Bst‐2/HM1.24 Is a Raft‐Associated Apical Membrane Protein with an Unusual Topology

Abstract

An expression screen of a rat cDNA library for sequences encoding Golgi‐localized integral membrane proteins identified a protein with an apparent novel topology, i.e. with both an N‐terminal transmembrane domain and a C‐terminal glycosyl‐phosphatidylinositol (GPI) anchor. Our data are consistent with this. Thus, the protein would have a topology that, in mammalian cells, is shared only by a minor, but pathologically important, topological isoform of the prion protein (PrP). The human orthologue of this protein has been described previously (BST‐2 or HM1.24 antigen) as a cell surface molecule that appears to be involved in early pre‐B‐cell development and which is present at elevated levels at the surface of myeloma cells.

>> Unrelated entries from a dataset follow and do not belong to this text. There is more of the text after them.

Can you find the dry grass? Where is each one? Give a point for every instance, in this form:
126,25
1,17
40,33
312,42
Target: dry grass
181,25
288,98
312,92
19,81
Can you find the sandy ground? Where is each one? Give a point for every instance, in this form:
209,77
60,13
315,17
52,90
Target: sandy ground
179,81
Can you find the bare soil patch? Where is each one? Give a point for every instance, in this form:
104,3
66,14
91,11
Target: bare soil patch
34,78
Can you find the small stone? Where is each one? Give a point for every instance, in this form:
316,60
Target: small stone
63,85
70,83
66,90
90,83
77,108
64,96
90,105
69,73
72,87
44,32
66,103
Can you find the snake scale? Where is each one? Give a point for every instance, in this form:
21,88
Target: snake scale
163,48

We show that rat BST‐2/HM1.24 has both a cell surface and an intracellular (juxtanuclear) location and is efficiently internalized from the cell surface. We also show that the cell surface pool of BST‐2/HM1.24 is predominantly present in the apical plasma membrane of polarized cells. The fact that rat BST‐2/HM1.24 apparently possesses a GPI anchor led us to speculate that it might exist in cholesterol‐rich lipid microdomains (lipid rafts) at the plasma membrane. Data from several experiments are consistent with this localization. We present a model in which BST‐2/HM1.24 serves to link adjacent lipid rafts within the plasma membrane.